The Greedy algorithm solves this by pruning the database first using two cheap heuristics — no LCS involved:
- Length proximity: if
|len(input) - len(domain)| > 4, skip it. Typos rarely change domain length significantly. - Character overlap: if the first characters don't match AND the Jaccard similarity of character sets is below 40%, skip it.
def greedy_select(hostname, domain_db, k=20):
candidates = []
for domain in domain_db:
if abs(len(hostname) - len(domain)) <= 4:
if hostname[0] == domain[0] or char_overlap(hostname, domain) >= 0.4:
candidates.append(domain)
return candidates[:20]
This reduces 10,000 domains to at most 20 candidates in $O(N)$ time. LCS then runs only on those 20. The expensive $O(m \times n)$ computation runs at most 20 times per query, making it effectively constant regardless of database size.
Algorithm 3 — Max-Heap Ranking
After scoring all candidates, we need the top 3 most similar domains efficiently. A Max-Heap extracts the maximum element in $O(\log k)$ time. Python's heapq module is a Min-Heap by default, so we store negative scores to simulate Max-Heap behavior:
import heapq
def rank_results(candidates, hostname):
heap = []
for domain in candidates:
score = similarity(hostname, domain)
heapq.heappush(heap, (-score, domain)) # negate = max-heap trick
top3 = []
for _ in range(min(3, len(heap))):
neg_score, domain = heapq.heappop(heap)
top3.append((-neg_score, domain))
return top3
Complexity: $O(k \log k)$ where $k \le 20$ — effectively constant.
The Full Pipeline
Total complexity: $O(N)$ — dominated by the linear Greedy scan.

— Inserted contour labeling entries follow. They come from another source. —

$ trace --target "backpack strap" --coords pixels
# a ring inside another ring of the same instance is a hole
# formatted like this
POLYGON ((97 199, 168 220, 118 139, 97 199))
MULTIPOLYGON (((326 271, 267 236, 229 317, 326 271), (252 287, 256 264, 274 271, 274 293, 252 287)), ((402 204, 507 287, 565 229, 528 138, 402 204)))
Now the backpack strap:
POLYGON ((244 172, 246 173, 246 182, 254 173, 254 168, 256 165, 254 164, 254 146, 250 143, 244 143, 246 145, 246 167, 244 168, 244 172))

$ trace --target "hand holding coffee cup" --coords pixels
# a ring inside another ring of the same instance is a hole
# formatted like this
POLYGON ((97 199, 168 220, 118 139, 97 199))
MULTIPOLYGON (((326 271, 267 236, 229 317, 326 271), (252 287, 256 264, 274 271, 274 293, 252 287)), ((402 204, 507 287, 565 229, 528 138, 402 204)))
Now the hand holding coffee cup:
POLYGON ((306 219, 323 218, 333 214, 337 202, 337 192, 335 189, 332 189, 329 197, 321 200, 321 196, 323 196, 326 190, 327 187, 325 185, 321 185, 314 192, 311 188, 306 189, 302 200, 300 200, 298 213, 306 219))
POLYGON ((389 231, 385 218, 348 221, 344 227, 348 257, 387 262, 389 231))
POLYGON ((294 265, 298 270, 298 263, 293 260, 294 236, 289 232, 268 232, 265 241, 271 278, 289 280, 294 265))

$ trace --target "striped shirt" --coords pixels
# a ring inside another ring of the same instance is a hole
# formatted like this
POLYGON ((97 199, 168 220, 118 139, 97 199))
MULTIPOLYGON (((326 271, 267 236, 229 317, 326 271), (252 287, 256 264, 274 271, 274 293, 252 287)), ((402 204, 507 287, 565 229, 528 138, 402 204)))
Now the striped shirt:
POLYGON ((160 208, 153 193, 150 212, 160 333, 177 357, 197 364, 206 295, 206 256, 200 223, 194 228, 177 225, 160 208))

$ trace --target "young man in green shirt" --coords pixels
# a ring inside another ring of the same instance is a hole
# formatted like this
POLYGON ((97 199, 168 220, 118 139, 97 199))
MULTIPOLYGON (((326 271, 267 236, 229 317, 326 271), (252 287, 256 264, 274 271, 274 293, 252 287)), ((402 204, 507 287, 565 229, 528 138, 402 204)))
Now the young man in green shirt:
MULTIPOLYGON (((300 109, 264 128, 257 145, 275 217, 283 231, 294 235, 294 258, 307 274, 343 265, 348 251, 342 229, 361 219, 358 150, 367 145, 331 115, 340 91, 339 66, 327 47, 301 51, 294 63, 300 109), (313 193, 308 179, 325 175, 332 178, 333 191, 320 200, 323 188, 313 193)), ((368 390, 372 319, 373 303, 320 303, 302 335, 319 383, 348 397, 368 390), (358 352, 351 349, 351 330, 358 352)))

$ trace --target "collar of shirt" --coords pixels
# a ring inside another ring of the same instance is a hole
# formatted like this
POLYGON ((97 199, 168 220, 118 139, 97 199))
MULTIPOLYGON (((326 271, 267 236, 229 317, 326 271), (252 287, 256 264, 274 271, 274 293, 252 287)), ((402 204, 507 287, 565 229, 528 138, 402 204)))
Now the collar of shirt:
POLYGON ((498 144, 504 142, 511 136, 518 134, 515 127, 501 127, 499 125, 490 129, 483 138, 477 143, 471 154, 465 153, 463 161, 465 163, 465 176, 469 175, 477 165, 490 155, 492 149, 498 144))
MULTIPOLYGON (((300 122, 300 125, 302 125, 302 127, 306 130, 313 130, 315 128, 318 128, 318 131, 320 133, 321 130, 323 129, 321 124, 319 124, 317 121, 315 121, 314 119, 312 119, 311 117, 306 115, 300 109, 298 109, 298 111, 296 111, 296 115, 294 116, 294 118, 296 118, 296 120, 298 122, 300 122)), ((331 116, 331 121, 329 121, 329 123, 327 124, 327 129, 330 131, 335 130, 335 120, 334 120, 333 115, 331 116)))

Handling Real-World Attack Variants
Basic LCS isn't enough. Attackers use tricks that pure string comparison misses, like Leet-speak substitution (g00gle) or Homoglyph attacks (аmazon.com using Cyrillic 'а'). The solution is normalization before comparison:
_LEET = str.maketrans("013456789", "oleasgtbg")
def full_normalize(s):
# Converts homoglyphs to ASCII and replaces leet-speak numbers
return s.lower().translate(_LEET)
Test Results
| Input | Attack Type | Score | Result |
|---|---|---|---|
| g00gle.com | Leet-speak | 100% | ✅ PHISHING |
| paypa1.com | Digit substitution | 100% | ✅ PHISHING |
| micosoft.com | Missing letter | 88.9% | ✅ PHISHING |
| pay-pal.com | Hyphen insertion | 100% | ✅ PHISHING |
| amazon.com | Legitimate | — | ✅ SAFE |
Optimizing the Bottleneck
After profiling execution time, a clear bottleneck emerged: Greedy scan took 4,328ms (99.8% of total time). The fix? An Inverted Bigram Index. Instead of scanning all N domains, we map every 2-character substring to the domains containing it at startup.
| DB Size | Phase 2 (Greedy Scan) | Phase 3 (Bigram Index) | Speedup |
|---|---|---|---|
| 1,000 | 5.52ms | 1.27ms | 4.3x |
| 5,000 | 21.73ms | 4.21ms | 5.2x |
| 10,000 | 43.97ms | 8.35ms | 5.3x |
What I Learned
- Algorithm selection matters more than implementation: A clever algorithm design beats micro-optimization every time.
- Profile before optimizing: I assumed LCS was the bottleneck. Profiling revealed Greedy was consuming 99.8% of time.
- Classical algorithms still solve real problems: You don't always need complex ML; a solid pipeline can run under 10ms offline and be fully explainable.
Limitations
To be honest about what this system doesn't do yet: The 75% threshold was set manually, the database needs scaling to millions of records, and it currently performs string-only analysis without checking SSL certificates.